I'm in the market for black 18'' wheels for my 2011 Chevy Cruse LTZ/RS but finding websites that sell black wheels w/ our bolt pattern is is far and few. Anyone have any insight, websites or suggestions?

Thanks!


----------



## Smurfenstein (Nov 16, 2011)

A few sites to try:
tirerack.com
carid.com
msrwheels.com (type 095 wheel is made specifically for our car)


----------



## jakkaroo (Feb 12, 2011)

Cheap idea plasti dip they sell at hardware stores. You already have the rims everyone wants and all you want is black. Look into plasti dip its remvable spray paint.much cheaper than buying rims for a color

Sent from my MB886 using AutoGuide.Com Free App


----------



## 204cruze (Oct 25, 2012)

I agree, those wheels would look really nice painted. another more durable option is powder coating mind you at extra cost.


----------



## Ru5ty (Jun 20, 2012)

rtx stratus


----------



## 204cruze (Oct 25, 2012)

I have rtx turbines on mine for a winter tire.
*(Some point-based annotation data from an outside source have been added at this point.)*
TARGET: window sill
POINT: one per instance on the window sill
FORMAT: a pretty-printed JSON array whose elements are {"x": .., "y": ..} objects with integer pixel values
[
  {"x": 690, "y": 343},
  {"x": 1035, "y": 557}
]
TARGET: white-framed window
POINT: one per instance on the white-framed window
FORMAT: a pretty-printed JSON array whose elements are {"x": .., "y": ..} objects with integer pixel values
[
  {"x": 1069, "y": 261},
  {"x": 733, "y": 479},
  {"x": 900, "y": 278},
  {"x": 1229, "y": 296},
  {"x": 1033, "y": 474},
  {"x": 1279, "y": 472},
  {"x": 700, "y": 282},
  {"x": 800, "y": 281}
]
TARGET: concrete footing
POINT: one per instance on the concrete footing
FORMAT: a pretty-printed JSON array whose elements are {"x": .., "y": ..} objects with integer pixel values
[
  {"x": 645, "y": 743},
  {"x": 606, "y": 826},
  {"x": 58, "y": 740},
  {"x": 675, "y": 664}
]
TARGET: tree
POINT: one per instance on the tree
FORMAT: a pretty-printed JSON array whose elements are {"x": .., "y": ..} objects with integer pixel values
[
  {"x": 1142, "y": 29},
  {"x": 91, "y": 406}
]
My cost was about 60 bux a wheel in 16".Im looking at a set of sparco Assetto Gara wheels for summer but having trouble finding them in flat black.


----------



## GMMillwright (Mar 5, 2011)

drag type 33, sparco, msr 095. That's about it for now.


----------



## akrupocin (Mar 4, 2012)

Here are mine dipped see what you think.


----------



## Devilz (May 16, 2012)

if they has to be black...then these

Sparco Assetto Gara Black Wheels | Sparco Assetto Gara Black Alloys | Performance Alloys.com ® The Alloy Wheel Experts


----------



## oMAHONEYo (Mar 23, 2012)

GMMillwright said:


> drag type 33, sparco, msr 095. That's about it for now.


Backed on the MSR 095. Thinking about picking these up myself in the spring


Sent from my iPhone using AutoGuide.com App


----------



## Devilz (May 16, 2012)

Or may be these

http://www.wheelbasealloys.com/18_Inch_Dare_RS_Graphite_Alloy_Wheels__4718


Sent from my iPhone using Autoguide


----------



## trevforever (Feb 20, 2014)

Motegi MR116 are very nice or KMC KM 775 rockstar car (My favorite)


----------